Corbis Rebrands To BEN, Moves To L.A. To Focus On Product Placement

Corbis, an image licensing company founded by Bill Gates, quietly divested its photography business to Visual China Group earlier this year to rebrand as Branded Entertainment Network (BEN).

It is also relocating from Seattle to Los Angeles to focus on pairing advertisers with entertainment.

The company built a platform to support product placement in Hollywood movies, television shows and video content from 22,000 digital influencers across YouTube, Snapchat, Instagram, Twin and Twitch.

BEN did more than 5,000 integrations in 2015 into different content, according to the company's CEO Gary Shenk. "These placements, authentically woven into storylines, provide entertainment," he said.

Product placement could become the answer to ad blocking in browser-based software.

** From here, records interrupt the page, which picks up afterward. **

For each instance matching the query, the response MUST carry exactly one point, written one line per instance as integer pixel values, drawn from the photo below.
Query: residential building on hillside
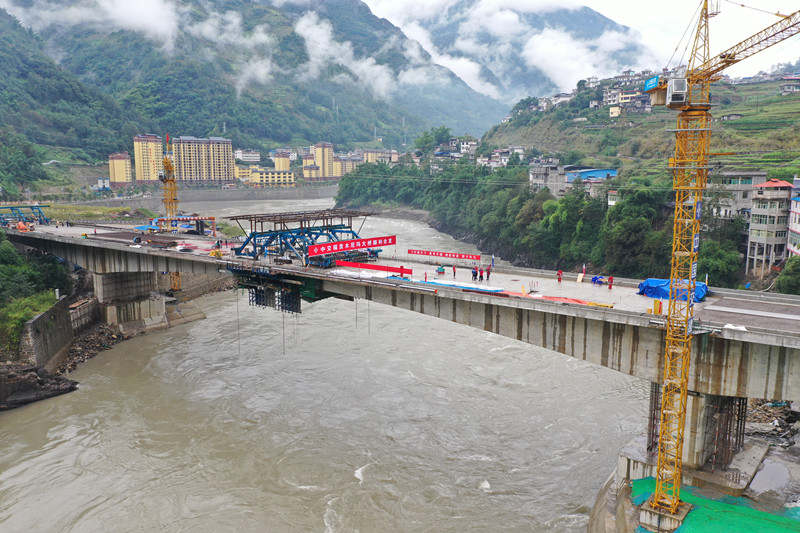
(790, 88)
(119, 168)
(769, 226)
(611, 97)
(243, 173)
(203, 159)
(794, 225)
(282, 160)
(323, 158)
(559, 179)
(248, 156)
(148, 157)
(737, 186)
(794, 219)
(270, 177)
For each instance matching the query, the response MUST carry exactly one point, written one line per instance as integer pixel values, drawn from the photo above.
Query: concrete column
(128, 300)
(694, 433)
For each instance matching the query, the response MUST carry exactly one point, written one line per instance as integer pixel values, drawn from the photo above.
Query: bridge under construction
(288, 236)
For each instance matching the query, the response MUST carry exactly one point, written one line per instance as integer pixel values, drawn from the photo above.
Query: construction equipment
(690, 165)
(170, 200)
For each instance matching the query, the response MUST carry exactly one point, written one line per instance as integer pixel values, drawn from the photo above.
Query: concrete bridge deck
(748, 345)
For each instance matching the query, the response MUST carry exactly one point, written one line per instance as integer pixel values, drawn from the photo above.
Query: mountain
(262, 73)
(50, 106)
(43, 106)
(761, 129)
(509, 50)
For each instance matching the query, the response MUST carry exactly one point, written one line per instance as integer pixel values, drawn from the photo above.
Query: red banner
(355, 244)
(447, 255)
(369, 266)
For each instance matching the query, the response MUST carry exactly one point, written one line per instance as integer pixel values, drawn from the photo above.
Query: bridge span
(734, 355)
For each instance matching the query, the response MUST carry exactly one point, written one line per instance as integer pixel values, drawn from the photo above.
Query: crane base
(660, 521)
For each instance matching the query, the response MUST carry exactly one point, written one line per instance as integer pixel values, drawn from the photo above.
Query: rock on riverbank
(88, 344)
(22, 383)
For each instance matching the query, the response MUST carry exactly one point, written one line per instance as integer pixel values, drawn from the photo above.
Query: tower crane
(691, 96)
(170, 200)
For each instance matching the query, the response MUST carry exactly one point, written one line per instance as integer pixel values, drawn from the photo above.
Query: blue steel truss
(23, 213)
(295, 242)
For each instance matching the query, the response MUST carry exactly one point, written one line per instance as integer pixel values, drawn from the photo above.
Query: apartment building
(282, 160)
(119, 168)
(203, 159)
(148, 157)
(738, 191)
(270, 177)
(794, 219)
(247, 156)
(769, 226)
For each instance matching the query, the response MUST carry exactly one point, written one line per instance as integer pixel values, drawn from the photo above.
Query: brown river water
(349, 417)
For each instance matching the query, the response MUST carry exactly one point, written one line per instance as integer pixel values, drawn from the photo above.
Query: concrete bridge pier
(130, 301)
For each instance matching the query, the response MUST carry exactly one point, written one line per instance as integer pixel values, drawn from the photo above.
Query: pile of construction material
(775, 422)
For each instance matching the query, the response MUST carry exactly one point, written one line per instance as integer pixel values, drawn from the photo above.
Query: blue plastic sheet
(659, 288)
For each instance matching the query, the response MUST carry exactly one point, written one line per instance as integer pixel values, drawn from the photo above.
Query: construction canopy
(659, 288)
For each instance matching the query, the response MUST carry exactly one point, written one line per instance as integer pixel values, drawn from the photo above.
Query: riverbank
(23, 383)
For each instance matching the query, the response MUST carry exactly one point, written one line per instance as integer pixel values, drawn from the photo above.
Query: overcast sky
(659, 24)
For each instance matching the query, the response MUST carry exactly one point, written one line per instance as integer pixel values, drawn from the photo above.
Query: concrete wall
(757, 366)
(226, 195)
(195, 285)
(46, 337)
(85, 315)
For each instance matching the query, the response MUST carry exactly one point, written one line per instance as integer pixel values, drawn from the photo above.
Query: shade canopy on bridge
(300, 219)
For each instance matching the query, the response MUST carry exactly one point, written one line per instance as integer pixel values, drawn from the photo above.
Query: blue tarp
(659, 288)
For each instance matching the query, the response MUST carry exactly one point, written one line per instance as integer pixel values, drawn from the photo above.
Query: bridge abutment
(129, 301)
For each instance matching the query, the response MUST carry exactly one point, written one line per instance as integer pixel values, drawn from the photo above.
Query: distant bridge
(740, 361)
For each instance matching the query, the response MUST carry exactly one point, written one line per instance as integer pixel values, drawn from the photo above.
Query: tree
(788, 281)
(720, 262)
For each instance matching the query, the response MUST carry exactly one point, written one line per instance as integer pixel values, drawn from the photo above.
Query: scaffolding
(289, 235)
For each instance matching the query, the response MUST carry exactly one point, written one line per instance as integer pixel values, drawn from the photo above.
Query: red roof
(774, 183)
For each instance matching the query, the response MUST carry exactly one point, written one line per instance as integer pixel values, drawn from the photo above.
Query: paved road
(737, 308)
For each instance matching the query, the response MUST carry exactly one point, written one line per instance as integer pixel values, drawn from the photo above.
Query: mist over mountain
(261, 73)
(509, 49)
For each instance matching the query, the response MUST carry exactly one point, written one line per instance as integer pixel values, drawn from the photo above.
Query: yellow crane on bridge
(170, 200)
(691, 95)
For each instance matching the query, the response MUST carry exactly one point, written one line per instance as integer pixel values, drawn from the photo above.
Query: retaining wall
(46, 337)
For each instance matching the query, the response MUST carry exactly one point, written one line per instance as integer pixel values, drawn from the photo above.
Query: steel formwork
(23, 213)
(309, 228)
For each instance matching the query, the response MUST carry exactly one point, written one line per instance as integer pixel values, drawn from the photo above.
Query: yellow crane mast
(689, 166)
(170, 200)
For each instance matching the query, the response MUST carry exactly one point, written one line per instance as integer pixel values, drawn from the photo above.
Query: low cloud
(324, 50)
(490, 34)
(566, 60)
(156, 19)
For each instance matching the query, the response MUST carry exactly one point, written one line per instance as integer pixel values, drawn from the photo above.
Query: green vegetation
(229, 230)
(788, 281)
(639, 144)
(728, 514)
(92, 212)
(26, 289)
(499, 212)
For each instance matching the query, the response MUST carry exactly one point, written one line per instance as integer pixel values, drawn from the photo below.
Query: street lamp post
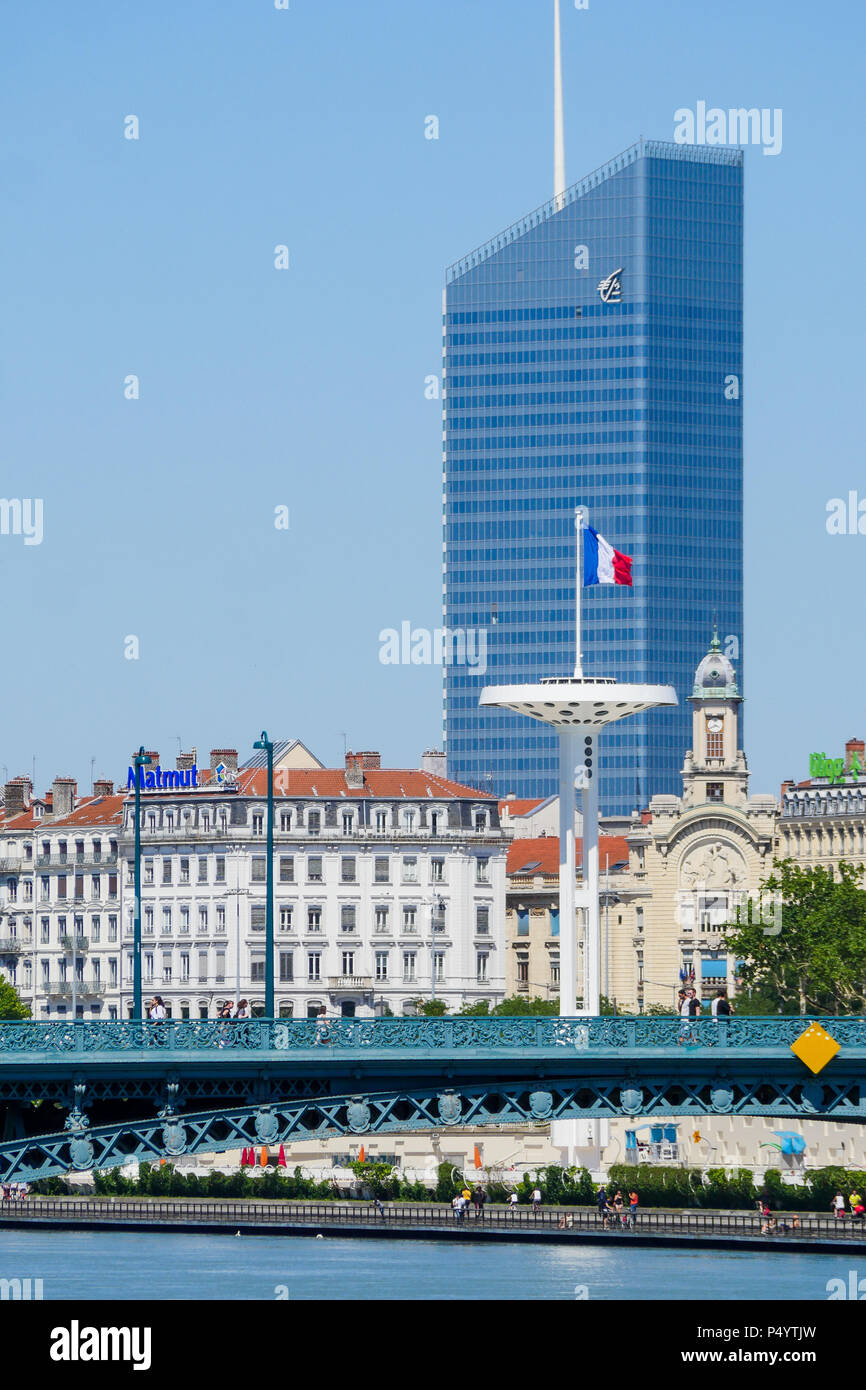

The company has placed General Motors' Cadillac in "Criminal Minds" and "Hawaii Five-O"; Ubisoft in Tom Clancy's "The Division" video game; and Proxim Spirits' Cuervo into Crackle shows StartUp and The Art of More. Other brands include Heineken, and Microsoft. Most brands doing business with BEN would rather keep it hush, hush.



Shedding light on BEN's brand and media client list, Shenk said: "We literally have every script in Hollywood and upcoming piece of content in our system. We have TV shows that are coming up in a year, and music videos scheduled for release in a month."

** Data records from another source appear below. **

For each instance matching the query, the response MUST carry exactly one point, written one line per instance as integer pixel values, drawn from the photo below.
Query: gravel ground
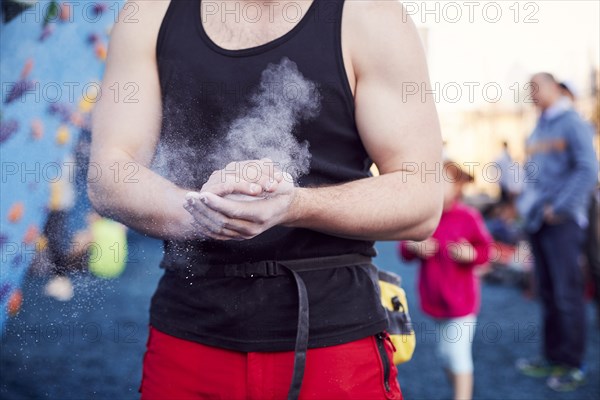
(92, 346)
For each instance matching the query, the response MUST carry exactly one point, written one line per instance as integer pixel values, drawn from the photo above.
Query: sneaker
(536, 367)
(567, 380)
(59, 288)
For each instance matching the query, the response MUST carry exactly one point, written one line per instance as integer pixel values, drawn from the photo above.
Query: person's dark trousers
(557, 249)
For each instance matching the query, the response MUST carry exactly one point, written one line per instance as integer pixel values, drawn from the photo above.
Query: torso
(245, 34)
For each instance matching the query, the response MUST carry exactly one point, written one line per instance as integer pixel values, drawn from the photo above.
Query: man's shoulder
(139, 22)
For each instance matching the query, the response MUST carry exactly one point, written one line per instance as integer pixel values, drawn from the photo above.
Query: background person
(554, 206)
(448, 287)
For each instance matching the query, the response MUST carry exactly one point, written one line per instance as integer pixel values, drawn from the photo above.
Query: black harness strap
(262, 269)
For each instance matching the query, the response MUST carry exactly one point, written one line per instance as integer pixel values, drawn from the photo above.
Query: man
(230, 318)
(560, 176)
(508, 179)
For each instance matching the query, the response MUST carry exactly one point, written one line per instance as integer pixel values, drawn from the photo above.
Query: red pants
(181, 369)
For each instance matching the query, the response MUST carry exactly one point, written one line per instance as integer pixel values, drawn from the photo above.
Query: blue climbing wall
(51, 63)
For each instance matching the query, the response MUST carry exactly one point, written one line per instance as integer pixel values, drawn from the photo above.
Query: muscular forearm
(144, 201)
(388, 207)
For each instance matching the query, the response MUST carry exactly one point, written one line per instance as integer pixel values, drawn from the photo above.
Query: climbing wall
(51, 62)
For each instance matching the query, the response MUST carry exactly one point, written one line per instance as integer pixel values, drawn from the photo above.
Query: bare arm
(125, 134)
(386, 52)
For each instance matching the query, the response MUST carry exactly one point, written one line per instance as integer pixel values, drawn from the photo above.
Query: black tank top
(205, 91)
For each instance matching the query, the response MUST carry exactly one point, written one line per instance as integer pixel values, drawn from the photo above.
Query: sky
(501, 43)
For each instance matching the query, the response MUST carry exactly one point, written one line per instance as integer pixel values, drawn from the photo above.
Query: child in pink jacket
(448, 286)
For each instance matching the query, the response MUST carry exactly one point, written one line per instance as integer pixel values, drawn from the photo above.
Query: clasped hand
(241, 201)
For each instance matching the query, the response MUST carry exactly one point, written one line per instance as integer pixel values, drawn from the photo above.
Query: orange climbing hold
(31, 235)
(14, 303)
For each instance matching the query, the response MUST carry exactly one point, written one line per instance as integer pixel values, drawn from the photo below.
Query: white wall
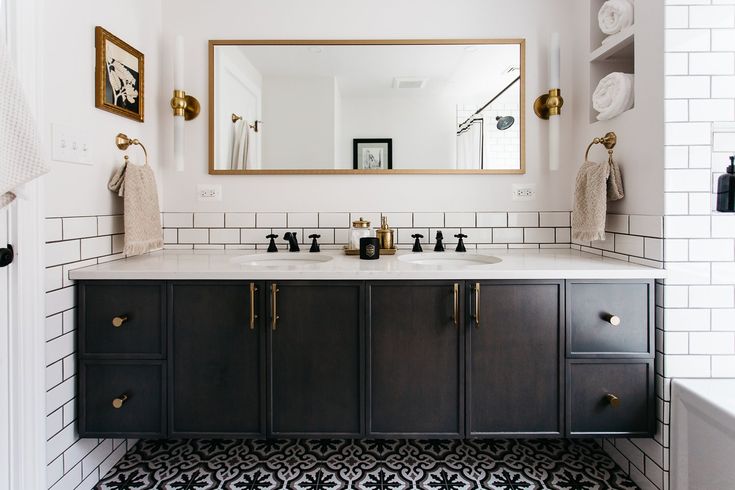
(69, 60)
(640, 131)
(350, 19)
(422, 128)
(298, 122)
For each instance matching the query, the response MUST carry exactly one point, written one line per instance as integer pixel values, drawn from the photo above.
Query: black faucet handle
(314, 243)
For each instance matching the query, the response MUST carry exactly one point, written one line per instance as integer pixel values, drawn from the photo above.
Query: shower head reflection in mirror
(429, 97)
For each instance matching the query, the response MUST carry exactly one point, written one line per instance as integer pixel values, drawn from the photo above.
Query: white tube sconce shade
(185, 107)
(548, 106)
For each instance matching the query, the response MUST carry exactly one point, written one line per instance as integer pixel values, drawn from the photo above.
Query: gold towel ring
(123, 142)
(608, 141)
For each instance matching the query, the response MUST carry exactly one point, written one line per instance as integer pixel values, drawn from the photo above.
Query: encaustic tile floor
(366, 464)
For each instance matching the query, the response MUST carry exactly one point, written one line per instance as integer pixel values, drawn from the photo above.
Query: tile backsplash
(541, 229)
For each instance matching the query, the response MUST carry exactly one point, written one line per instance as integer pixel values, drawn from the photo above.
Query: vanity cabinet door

Some 70% of respondents to a study conducted by Ipsos Public Affairs between April 11 and 15, 2015 believe branded integrations, such as product placements, are successful because they allow for a more natural and organic approach compared with traditional advertising.

The national online sample includes 100 adults ages 18 and older who work full-time in the marketing, advertising or branding industries.

Many participating in the study agree that the landscape continues to change.

About 66% said ads used today in print are less effective today compared to what they once were. Some 53% said the same about radio, and 52% about TV.

"In the day, product placement was a vanity play, and no one had any idea how it performed or if it helped the brand," Shenk said. "Now we do."

The platform can predict how a piece of content will perform for a brand within 100% accuracy, Shenk said, based on more traditional data from Nielsen, Rentrak, and comScore, as well as MRI, which measures consumer sentiment. The platform, accessible to brands and media agencies after a vetting process, also integrates social data from Shareably.

The content database includes physiographic and demographic profiles for every show. The company also established a pricing model based on how the product gets woven into the content, and how long the product appears on screen.

BEN takes a percentage of the earnings. The average cost per thousand impressions advertisers pay ranges from $20 to more than $100, compared with less than 10 cents under the product placement model, Shenk said.